50v on ceiling rose live when switched off

Talk Electrician Forum

Help Support Talk Electrician Forum:

This site may earn a commission from merchant affiliate links, including eBay, Amazon, and others.

m4tty

Scaredy cat™
Supporting Member
Joined
Feb 5, 2009
Messages
5,612
Reaction score
1
Hi,

Been round a neighbors house who's hallway ceiling rose is showing 50v l-e and 50v l-n when the light is switched off. I tested it with my mft and got the same results. Is this inductance? It makes the energy saving bulb flicker after it's turned off for a while. I think it's induced voltage ? What do you guys recon?

If it is, can I take a reading from an analogue meter? I've got a robin sa9083 which I could try or am I barking up the wrong tree.

Cheers

 
Try the analogue meter, a lot less prone to spurious readings.

50V L-E is quite feasible due to leakage or induced voltage.

But my suspicions are aroused by 50V N-E That should not be. So some checks needed. What's N-E reading in the CU? if that's reading 50V there's some bigger problems here. What sort of earth?

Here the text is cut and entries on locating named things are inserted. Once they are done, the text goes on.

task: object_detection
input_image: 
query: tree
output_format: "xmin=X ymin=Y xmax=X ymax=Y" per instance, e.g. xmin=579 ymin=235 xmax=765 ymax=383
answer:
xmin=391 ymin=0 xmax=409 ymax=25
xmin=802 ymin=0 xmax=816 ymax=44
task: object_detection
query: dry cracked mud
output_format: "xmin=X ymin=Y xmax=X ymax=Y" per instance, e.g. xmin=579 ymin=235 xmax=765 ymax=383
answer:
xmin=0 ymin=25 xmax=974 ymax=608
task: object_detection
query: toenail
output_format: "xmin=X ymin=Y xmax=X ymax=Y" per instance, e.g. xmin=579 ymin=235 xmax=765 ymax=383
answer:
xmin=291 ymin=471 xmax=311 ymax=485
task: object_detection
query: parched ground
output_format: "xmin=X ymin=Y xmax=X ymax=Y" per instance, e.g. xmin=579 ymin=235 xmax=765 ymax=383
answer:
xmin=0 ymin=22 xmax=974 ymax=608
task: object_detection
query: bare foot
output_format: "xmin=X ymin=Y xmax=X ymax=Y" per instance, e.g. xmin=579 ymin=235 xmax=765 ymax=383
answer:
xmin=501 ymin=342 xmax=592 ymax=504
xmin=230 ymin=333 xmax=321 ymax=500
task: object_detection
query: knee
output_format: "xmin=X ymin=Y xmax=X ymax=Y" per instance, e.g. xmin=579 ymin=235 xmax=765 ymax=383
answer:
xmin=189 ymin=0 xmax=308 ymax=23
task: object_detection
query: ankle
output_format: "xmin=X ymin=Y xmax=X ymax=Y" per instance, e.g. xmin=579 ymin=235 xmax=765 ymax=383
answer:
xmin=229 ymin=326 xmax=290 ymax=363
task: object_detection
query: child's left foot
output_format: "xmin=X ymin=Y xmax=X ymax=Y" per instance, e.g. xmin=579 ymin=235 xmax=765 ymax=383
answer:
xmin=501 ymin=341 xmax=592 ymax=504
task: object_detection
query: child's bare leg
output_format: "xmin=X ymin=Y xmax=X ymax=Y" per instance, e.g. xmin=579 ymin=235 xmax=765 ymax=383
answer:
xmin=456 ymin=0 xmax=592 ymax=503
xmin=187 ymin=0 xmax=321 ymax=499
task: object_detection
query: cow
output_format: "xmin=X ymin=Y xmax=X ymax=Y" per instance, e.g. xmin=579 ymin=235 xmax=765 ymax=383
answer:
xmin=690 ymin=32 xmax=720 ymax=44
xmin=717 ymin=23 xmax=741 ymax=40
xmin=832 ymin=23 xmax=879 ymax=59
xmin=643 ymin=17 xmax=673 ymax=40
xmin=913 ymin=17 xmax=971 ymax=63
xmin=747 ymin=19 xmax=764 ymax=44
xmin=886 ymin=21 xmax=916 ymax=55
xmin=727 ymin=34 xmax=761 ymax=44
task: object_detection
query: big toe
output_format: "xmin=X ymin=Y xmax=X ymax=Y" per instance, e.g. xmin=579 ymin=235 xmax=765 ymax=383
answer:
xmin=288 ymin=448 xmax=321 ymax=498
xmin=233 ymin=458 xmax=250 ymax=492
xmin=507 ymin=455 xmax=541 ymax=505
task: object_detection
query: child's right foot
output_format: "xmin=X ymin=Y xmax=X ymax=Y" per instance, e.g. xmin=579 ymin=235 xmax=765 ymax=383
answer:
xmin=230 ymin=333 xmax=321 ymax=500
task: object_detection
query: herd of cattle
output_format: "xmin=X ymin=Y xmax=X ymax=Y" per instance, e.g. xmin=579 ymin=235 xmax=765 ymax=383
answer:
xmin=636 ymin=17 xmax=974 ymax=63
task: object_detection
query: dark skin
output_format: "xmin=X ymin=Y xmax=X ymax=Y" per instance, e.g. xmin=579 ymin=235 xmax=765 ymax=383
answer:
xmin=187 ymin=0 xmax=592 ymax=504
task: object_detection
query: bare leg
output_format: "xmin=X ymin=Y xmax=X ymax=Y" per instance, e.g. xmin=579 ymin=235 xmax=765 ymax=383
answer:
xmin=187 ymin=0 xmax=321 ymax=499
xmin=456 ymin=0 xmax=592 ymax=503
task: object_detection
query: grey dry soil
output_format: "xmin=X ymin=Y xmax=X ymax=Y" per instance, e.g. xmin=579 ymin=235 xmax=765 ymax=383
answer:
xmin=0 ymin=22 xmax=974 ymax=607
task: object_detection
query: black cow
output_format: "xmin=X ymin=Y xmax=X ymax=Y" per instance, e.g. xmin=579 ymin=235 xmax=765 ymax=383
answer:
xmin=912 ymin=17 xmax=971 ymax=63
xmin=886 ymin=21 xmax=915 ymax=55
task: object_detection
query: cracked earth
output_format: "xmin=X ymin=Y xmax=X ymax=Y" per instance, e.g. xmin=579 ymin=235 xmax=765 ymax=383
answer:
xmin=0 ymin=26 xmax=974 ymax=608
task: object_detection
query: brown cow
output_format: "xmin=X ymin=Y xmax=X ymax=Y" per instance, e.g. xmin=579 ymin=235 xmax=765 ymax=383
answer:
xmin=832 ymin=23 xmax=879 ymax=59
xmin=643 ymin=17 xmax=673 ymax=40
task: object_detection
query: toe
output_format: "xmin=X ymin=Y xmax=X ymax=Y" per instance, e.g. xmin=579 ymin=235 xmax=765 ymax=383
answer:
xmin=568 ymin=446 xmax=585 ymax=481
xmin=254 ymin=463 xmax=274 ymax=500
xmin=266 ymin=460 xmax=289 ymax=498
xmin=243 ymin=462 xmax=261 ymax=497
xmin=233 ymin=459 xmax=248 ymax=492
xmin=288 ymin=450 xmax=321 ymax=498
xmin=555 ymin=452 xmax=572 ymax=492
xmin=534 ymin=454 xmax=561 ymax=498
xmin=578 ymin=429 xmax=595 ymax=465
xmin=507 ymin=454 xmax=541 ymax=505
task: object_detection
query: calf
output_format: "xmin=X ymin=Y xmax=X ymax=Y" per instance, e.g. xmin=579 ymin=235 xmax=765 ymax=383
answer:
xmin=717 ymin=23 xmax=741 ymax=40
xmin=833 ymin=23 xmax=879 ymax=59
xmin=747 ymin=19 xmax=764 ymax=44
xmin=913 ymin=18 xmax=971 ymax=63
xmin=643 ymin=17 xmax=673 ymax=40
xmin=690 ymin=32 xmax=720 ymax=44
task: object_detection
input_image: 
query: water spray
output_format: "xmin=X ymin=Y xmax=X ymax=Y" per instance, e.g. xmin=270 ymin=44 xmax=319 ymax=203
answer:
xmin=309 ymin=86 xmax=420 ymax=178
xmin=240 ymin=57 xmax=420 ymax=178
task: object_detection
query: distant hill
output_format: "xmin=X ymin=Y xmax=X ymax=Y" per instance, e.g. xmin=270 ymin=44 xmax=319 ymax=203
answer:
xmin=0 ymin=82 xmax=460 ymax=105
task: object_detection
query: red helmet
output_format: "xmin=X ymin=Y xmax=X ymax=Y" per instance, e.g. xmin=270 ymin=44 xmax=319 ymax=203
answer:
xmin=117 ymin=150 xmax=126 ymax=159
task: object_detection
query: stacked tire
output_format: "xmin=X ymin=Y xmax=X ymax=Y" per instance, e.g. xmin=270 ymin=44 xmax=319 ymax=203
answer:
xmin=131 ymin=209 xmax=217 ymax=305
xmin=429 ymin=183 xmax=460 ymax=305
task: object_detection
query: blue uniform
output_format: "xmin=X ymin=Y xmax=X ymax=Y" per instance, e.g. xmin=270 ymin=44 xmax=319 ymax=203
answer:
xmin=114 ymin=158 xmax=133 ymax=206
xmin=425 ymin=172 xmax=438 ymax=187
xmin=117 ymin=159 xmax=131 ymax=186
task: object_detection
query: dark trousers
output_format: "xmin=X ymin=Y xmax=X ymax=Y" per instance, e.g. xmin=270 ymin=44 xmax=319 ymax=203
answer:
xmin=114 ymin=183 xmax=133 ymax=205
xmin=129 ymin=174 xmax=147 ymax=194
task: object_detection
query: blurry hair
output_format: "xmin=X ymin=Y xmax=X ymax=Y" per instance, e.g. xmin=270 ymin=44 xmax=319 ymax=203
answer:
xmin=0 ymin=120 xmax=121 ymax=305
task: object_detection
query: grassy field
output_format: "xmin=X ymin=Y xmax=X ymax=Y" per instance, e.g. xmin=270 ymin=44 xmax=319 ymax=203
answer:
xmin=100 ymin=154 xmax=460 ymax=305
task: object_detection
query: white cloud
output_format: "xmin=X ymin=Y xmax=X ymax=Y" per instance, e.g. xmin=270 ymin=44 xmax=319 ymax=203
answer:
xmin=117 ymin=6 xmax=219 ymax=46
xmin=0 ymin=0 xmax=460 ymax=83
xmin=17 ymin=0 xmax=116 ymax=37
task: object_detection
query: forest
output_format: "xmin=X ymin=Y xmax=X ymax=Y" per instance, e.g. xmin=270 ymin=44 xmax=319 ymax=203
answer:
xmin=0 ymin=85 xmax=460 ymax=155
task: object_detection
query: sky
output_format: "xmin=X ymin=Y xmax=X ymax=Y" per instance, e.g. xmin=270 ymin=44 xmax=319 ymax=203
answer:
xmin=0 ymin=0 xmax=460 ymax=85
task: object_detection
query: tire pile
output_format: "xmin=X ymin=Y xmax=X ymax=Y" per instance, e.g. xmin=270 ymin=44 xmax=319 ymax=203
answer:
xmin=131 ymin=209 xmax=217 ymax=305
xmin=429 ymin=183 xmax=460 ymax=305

And if N-E is NOT 50V at the CU, then there's some big wiring problems with the light.

 
Thanks for replying Dave it's not 50v n-e it's 0v n-e. Inductance from another cable ?
Oops, sory I misread you. Hope I haven't caused confusion.

Yes it's probably leakage or induced voltage. Try the analogue meter and see.

Is it a damp house? could even be damp in the switch. Might be worth trying a replacement switch.

Finally, with the lamp removed and switch turned off, try an IR test on the switched live.

 
Have you tried isolating all other circuits and just leaving that lighting circuit energised?- to see if it makes any difference to the reading?.

What about the continuity of the cpc ? r1+r2/ Zs. I've had some weird voltages on lighting circuits- and sometimes found that the cpc had no continuity and thus there was no earth path back to the CU.

 
Have you tried isolating all other circuits and just leaving that lighting circuit energised?- to see if it makes any difference to the reading?. What about the continuity of the cpc ?.... what is the r1+r2 / Zs?.

I will do these tests and report back my findings. Thanks mate
 
I'd be interested in the answer to this TBH. 50v between L - N

You wonder if the switch is tracking across or dampness in switch box. Lets face it , if that switch is off , 3mm gap and all that , the damn lights should be brown bread.

Customer fetched me back to a similar problem , job I had done in their bathroom , GU10 downlights flickering when off .

Customer had replaced the plastic ferrule on the end of the pull switch cord with a really heavy polished marble thing which was almost closing the switch but not quite.

 
If you have a martindale voltage indicator that will tell you the truth.

 
I'd be interested in the answer to this TBH. 50v between L - N You wonder if the switch is tracking across or dampness in switch box. Lets face it , if that switch is off , 3mm gap and all that , the damn lights should be brown bread.

Customer fetched me back to a similar problem , job I had done in their bathroom , GU10 downlights flickering when off .

Customer had replaced the plastic ferrule on the end of the pull switch cord with a really heavy polished marble thing which was almost closing the switch but not quite.
Standard switches don't have the 3mm gap thing only double pole ones I have always thought if we did used double pole switches on lights it may save a bit of electric but probably barking up the wrong tree

 
Ive been back to this house again today and tested with an analogue meter a Robin SA9083 MK18 and there is definitely 50V on the line conductor at the ceiling rose when switched off. Am going to change the switch at the bottom of the stairs for a normal switch as the current one has a timer and photocell built into it which switches the light on when it gets dark and may be letting voltage through when switched off? If this doesnt work what else can you suggest to find where the voltage is coming from.

I could try switching other CPDs off to see if the voltage disappears?

Also the guy who lives there asked me to ask on here if its been costing him money as if 50V has been sitting there trying to light the incandescent bulb up but not succeeding has this been consuming power?

Thanks

Matt

 
volts are free,its the amps that cost you money,

turn off the main switch, you still have 230v at it, but NO amps.
Can you expand on that a little please steps cant get my head round it being abit thick lol

 
until you start putting a load on then NO electrons(?) move, so no energy being consumed,

think of a hosepipe, there is water in it, but until you open the nozzle no water is being used.